How the web works
The Web is a world of information available at the click of a mouse. To use it, you need a computer, a connection to the Internet, and a browser.
When you run your browser, it finds and displays pages of information. The function of a Web browser is to interpret the programming language of the web pages (HTML, …) and transform it into the words and graphics that you see on your screen. If you need more information, all you have to do is click on a hyperlink. On each page, certain words, phrases, or even images are highlighted, and clicking on them causes the browser to go off and find another page, which probably contains more highlighted items, and so on.
All Web documents are stored on so-called server computers, represented in the image by a factory. Users can inspect these documents by requesting them from their local (personal) computers, represented by the house, and called a client.
All computers involved in the Web are connected by the Internet, represented by the roads. When you click on a hyperlink, your computer asks a server computer to return to you a document.
For example, starting from the CERN ‘Welcome page’ in Switzerland your next click might fetch a document from a physics lab at the other side of the world.
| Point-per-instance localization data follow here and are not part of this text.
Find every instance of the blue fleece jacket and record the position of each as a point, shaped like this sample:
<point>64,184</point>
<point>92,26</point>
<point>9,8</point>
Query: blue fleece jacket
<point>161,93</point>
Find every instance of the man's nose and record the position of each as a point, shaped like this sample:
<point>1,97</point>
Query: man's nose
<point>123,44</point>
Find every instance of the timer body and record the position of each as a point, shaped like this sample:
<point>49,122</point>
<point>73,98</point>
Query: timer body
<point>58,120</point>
All the information seems to be in the little box in front of you, though in reality it is spread over the globe.
The web is also friendly to the network: when you click on a piece of highlighted text your browser ‘orders a document’ from another computer, receives it by ‘return mail’ and displays it. You are then free to read the new page at leisure, without further consumption of network resources.
The Web may be used to initiate processes on either the client or the server. A request can start a database search on a server, returning a synthesised document. A document returned in an unfamiliar format can cause the browser to start a process on the client machine in order to interpret it.
The Web's ability to negotiate formats between client and server makes it possible to ship any type of document from a server to a client, provided the client has the appropriate software to handle that format. This makes video, sound and anything else accessible without the need for a single application to be able to interpret everything.
The Web and the Internet
The Web is not identical to the Internet; it is only one of the many Internet-based communication services. The relation between them may be understood by using the analogy with the global road system. On the Internet, as in the road system, three elements are essential: the physical connections (roads and cables), the common behaviour (circulation rules and Internet protocol) and the services (mail delivery and the WWW).
The physical connections: cables and roads
Cables are a passive infrastructure, laid down locally by governments and telecoms companies. Cables have different capacity: a single telephone line like the one leading from your home can handle about 7 kilobytes per second, the equivalent of a page of text per second. Optical fibres handle well into the thousand millions of bytes per second. Although the cables may be of different types and the junctions may be very complicated, they are all interconnected.
On the roads it is possible for you to drive from home out to a far away place, perhaps in another country, passing from highways to country roads. Similarly, you can find a continuous connection through several interchange nodes between your computer at home and the one of a friend in Australia.
The common behaviour: the Internet
Connecting computers to the cables is not enough: to be able to talk to each other they have to agree on a common way of behaving, just like we do when we drive our cars on the roads. The Internet is like the traffic rules: computers must use the cables in an agreed fashion.
Thousands of cars can use the same roads even if they all have different destinations; no problems arise as long as on the road everybody drives on one side, stop for red traffic lights and so on.
The Internet transfers data in little packets between computers. To use the cables between them profitably, computers must obey rules too: they have to use the same communication protocol.
A communication protocol is something you are familiar with if you have ever talked to someone: in a conversation, people know when to start speaking, when to stop, which sounds to make to encourage the other person to continue, and so on. This is an implicit ‘protocol’ for humans. Computers exchanging data over cables need a similar set of rules for behaviour.
To be ‘connected to the Internet’, a computer must respect the Internet protocols. It can do so if a compatible layer of software has been installed on it. The common protocol for the Internet is called the Transmission Control Protocol/Internet Protocol or TCP/IP.
Services for everyone
Once you have the cables and the protocol to use them, your computer can communicate with all the others. But what can they say to each other?
You can use the roads to drive on as an individual, you can run scheduled bus lines, transport heavy goods, you can even run a pizza delivery service. Similarly, on the Internet, you can run data services: electronic mail, file transfer, remote log-in, bulletin boards, …
The World Wide Web is just one of them, a bit like a ‘parcel delivery service’: at your request, the WWW will deliver you the required document.